If you have ever shopped at an Apple retail store, you might have noticed that all the staff there are equipped with iPods, iPads, and so on. Not only are the iOS devices used to bring up customer information, but they are also used to make payments.
It is unsurprising given that it is also a great way to help promote the use of iOS devices not just on the consumer level, but on the retail level as well. While this is a great way to demonstrate Apple’s technology, it seems that not everyone is a fan.
In a recent class action lawsuit filed last week, plaintiff David New alleges that Apple’s point of sale (POS) system discriminates against the visually impaired. He also argues that Apple is in violation of the Title III of the Americans with Disabilities Act.
He gives an example of how other retail stores use “tactiley discernible keypad surfaces” where customers can enter their debit card pin into them, versus Apple who primarily uses touchscreen devices, which unless certain settings have been set, aren’t exactly user-friendly to those who are visually impaired.

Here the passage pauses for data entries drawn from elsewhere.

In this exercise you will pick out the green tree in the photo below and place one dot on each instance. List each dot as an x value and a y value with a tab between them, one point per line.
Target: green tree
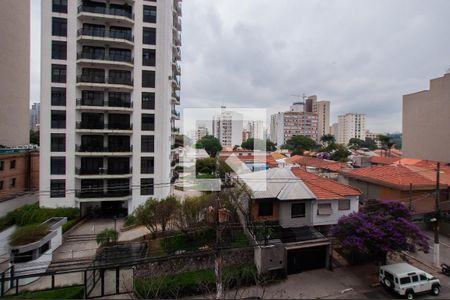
210	144
341	154
252	144
299	143
107	237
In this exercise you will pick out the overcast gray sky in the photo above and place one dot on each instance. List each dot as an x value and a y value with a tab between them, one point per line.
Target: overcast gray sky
361	55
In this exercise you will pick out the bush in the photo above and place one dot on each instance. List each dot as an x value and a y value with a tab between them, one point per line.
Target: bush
188	241
28	234
194	283
33	214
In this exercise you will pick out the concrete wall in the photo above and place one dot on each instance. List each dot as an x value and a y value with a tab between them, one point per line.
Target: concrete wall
426	122
287	221
14	72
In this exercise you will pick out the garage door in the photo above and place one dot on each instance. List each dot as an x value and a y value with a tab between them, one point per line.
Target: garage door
305	259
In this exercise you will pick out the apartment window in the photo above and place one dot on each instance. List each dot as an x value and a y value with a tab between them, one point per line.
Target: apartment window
59	73
57	188
58	119
148	100
148	122
148	79
265	209
149	57
148	143
344	204
58	142
147	165
147	186
324	209
58	97
59	26
149	14
298	210
59	6
149	36
59	50
58	166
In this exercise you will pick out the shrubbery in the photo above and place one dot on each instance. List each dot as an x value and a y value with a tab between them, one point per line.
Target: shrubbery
33	214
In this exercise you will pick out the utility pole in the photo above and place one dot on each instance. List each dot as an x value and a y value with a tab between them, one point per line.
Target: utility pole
437	217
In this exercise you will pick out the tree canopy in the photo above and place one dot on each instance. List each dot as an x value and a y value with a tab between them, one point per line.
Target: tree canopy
210	144
299	144
252	144
379	228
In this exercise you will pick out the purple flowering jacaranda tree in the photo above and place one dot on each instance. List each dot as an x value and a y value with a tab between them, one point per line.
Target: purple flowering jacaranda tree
379	228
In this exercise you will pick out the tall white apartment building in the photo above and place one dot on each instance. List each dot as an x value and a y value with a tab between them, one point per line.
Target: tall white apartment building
109	87
322	109
351	125
227	127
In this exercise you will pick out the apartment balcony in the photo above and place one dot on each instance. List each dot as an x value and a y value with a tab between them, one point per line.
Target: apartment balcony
89	150
175	115
103	173
106	14
101	36
104	105
105	82
113	195
105	59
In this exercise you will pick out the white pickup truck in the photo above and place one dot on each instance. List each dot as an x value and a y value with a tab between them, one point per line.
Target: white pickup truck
407	280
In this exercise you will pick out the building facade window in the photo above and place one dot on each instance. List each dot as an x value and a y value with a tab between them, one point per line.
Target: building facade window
58	142
298	210
148	143
147	187
265	209
57	188
59	26
148	100
147	165
149	36
59	73
59	50
58	97
148	122
58	119
58	165
149	14
148	79
149	57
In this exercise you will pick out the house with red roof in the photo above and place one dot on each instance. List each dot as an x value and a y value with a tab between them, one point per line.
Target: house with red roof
412	185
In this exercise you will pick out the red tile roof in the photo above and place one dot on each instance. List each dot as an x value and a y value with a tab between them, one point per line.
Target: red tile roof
323	188
395	176
316	162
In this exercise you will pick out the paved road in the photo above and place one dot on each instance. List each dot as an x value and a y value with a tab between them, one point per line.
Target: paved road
10	205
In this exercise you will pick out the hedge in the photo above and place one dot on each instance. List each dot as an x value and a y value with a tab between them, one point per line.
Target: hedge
194	283
33	214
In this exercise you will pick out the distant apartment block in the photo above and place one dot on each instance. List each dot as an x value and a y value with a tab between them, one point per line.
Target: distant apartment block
14	72
109	91
351	125
35	116
227	127
426	122
19	172
322	109
285	125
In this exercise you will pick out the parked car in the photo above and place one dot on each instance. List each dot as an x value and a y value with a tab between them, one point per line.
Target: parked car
407	280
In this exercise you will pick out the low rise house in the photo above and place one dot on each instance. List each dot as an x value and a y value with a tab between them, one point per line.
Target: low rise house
412	185
299	207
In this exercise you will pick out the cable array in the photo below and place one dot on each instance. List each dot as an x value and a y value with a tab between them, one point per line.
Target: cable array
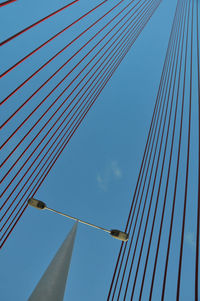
52	86
161	259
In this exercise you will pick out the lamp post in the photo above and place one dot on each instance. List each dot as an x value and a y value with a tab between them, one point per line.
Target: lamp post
114	233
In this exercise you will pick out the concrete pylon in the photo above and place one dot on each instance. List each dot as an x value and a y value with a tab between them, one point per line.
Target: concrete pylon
51	286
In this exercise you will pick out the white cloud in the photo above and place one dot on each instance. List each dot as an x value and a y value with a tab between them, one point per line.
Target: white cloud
190	238
110	173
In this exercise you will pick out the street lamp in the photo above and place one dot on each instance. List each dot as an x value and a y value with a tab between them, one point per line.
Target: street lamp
114	233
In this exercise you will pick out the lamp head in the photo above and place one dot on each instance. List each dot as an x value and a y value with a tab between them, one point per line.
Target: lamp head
37	204
119	235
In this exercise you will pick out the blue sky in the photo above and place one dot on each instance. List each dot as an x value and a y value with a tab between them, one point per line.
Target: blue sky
94	178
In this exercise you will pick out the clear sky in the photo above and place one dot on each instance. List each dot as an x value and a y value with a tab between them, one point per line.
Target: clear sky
94	178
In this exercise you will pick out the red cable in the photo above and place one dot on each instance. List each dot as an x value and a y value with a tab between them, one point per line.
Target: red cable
59	134
36	23
7	2
68	97
24	150
54	87
198	201
54	161
187	167
35	50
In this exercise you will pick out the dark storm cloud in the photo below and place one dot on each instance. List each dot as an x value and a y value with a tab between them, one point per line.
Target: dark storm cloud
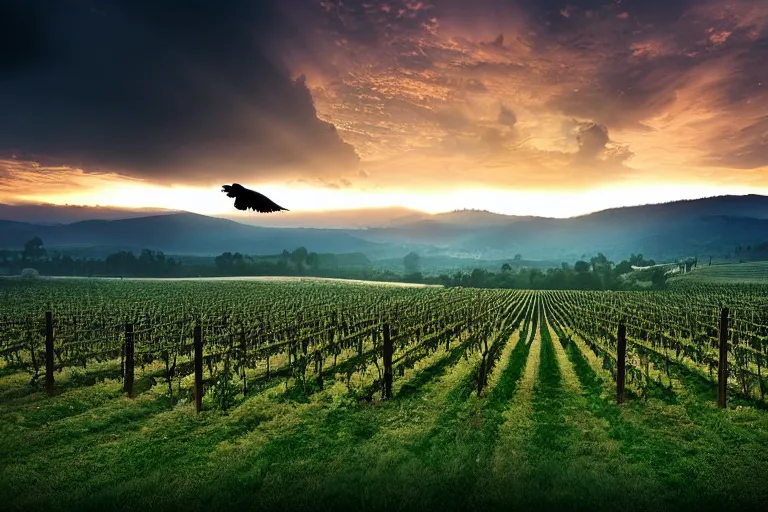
170	90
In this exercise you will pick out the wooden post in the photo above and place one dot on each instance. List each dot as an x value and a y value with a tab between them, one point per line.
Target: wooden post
621	363
198	368
128	384
388	351
49	353
243	359
722	369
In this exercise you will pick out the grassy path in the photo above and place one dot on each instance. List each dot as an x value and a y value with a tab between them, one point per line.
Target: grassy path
546	434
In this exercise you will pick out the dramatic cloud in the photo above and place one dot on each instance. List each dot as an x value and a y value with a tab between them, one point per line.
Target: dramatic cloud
172	91
431	95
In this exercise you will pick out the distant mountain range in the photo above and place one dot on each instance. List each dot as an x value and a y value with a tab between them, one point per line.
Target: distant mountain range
703	227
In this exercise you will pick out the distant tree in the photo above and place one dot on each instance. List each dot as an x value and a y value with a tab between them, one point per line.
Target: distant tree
33	249
625	267
313	260
581	267
30	273
412	263
478	277
658	278
299	257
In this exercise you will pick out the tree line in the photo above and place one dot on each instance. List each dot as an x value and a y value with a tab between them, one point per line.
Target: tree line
596	274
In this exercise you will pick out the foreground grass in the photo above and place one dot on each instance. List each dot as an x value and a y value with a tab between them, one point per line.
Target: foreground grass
546	435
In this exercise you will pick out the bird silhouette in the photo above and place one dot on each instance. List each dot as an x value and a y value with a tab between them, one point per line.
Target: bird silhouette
246	198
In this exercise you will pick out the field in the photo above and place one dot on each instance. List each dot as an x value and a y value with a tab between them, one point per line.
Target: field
499	399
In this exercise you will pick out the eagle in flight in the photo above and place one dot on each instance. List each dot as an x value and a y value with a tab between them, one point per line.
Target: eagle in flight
245	199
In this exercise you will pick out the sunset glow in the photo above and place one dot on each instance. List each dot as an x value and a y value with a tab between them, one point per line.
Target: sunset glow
514	107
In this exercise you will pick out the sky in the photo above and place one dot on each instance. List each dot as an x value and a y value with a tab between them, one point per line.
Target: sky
531	107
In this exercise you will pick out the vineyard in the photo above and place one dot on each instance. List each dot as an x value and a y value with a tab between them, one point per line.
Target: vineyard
119	394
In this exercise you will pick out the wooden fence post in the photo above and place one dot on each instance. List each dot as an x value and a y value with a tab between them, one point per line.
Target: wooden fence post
244	358
388	351
722	369
198	368
128	384
621	363
49	353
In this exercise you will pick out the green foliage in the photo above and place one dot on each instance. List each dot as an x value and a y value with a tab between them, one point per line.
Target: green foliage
225	390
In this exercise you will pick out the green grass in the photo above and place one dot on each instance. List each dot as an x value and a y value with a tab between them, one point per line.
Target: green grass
548	437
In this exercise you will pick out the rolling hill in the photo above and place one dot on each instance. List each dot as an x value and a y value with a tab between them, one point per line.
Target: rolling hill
705	227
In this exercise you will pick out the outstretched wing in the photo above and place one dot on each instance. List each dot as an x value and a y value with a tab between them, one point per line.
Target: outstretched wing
250	199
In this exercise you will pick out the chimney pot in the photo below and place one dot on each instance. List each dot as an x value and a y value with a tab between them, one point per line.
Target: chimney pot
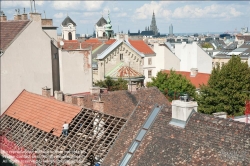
68	98
94	90
98	105
59	95
46	91
80	100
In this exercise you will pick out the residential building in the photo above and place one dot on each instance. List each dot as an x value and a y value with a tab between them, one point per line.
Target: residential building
27	56
193	56
164	59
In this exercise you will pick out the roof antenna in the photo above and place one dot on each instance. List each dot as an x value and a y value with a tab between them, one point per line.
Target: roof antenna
31	9
34	5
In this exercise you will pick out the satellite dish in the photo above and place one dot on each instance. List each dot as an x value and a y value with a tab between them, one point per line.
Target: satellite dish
61	43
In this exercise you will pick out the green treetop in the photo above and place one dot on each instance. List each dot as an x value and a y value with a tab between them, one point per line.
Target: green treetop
172	85
225	89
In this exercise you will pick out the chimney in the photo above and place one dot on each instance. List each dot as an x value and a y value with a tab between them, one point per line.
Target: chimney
98	105
194	72
68	98
46	91
220	115
80	100
47	22
132	87
2	17
24	16
182	110
35	17
94	90
59	95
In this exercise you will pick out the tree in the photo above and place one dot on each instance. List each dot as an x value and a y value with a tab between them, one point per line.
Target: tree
224	91
172	85
113	85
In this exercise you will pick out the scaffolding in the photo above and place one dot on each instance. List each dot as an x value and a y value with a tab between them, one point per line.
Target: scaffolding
91	134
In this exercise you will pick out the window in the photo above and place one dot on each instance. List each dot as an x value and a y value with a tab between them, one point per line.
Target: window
70	36
149	61
149	73
121	57
55	56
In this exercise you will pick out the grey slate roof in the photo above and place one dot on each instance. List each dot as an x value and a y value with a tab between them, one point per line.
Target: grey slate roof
68	20
101	22
100	50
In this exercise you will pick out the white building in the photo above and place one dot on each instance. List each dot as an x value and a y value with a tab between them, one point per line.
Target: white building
192	56
68	29
28	57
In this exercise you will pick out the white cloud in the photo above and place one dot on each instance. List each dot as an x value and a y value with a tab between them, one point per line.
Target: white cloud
212	11
160	9
66	5
22	4
59	15
116	9
122	14
78	5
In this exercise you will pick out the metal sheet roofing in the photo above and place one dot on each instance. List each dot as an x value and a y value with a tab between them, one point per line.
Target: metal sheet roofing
125	72
9	30
42	112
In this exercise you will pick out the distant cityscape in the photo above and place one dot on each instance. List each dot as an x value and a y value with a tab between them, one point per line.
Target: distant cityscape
121	98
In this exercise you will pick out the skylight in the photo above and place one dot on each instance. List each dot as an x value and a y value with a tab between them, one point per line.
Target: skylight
140	135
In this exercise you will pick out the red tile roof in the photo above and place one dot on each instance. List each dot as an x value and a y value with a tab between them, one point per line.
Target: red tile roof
199	79
141	46
9	30
126	72
75	44
42	112
110	41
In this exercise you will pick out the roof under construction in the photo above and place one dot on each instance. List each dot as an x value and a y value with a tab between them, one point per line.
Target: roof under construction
91	132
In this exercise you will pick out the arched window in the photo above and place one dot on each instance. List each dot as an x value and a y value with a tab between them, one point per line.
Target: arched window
70	36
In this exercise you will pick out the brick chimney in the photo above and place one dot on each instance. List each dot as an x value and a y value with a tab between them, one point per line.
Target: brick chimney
68	98
220	115
46	91
24	16
80	100
59	95
194	72
98	105
2	17
132	87
94	90
182	110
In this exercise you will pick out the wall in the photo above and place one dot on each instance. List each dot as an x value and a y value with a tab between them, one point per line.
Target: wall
75	71
192	56
51	32
113	59
26	64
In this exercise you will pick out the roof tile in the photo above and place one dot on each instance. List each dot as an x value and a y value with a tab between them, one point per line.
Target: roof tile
42	112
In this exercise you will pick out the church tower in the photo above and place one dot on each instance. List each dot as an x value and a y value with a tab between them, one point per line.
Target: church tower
68	29
108	28
153	26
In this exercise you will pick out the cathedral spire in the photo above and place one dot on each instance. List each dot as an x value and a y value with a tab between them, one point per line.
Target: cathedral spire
153	26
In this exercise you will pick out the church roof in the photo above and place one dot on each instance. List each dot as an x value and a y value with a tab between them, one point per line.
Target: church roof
68	20
101	22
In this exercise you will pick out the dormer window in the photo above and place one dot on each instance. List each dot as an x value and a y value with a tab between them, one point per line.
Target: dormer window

According to the lawsuit, “Plaintiff intends to continue to be a customer of Defendant’s stores, and desires to make future payments by debit card. However, unless Defendant is required to install ADA compliant POS Devices, Plaintiff will continue to be unable to independently make payments for any purchases by debit card.”
The lawsuit goes on to read, “Defendant does not provide any auxiliary aids or services calculated to make its POS Devices fully accessible to, and independently usable by, blind people. As a result of Defendant’s non-compliance with the ADA, Plaintiff and the Class, unlike persons without visual impairments, cannot independently make a debit purchase at Defendant’s stores.”
What do you guys think? Does David New have a case here? In a way this case is ironic given how in the past Apple has always tried to make their devices as accessible as possible for its users with disabilities.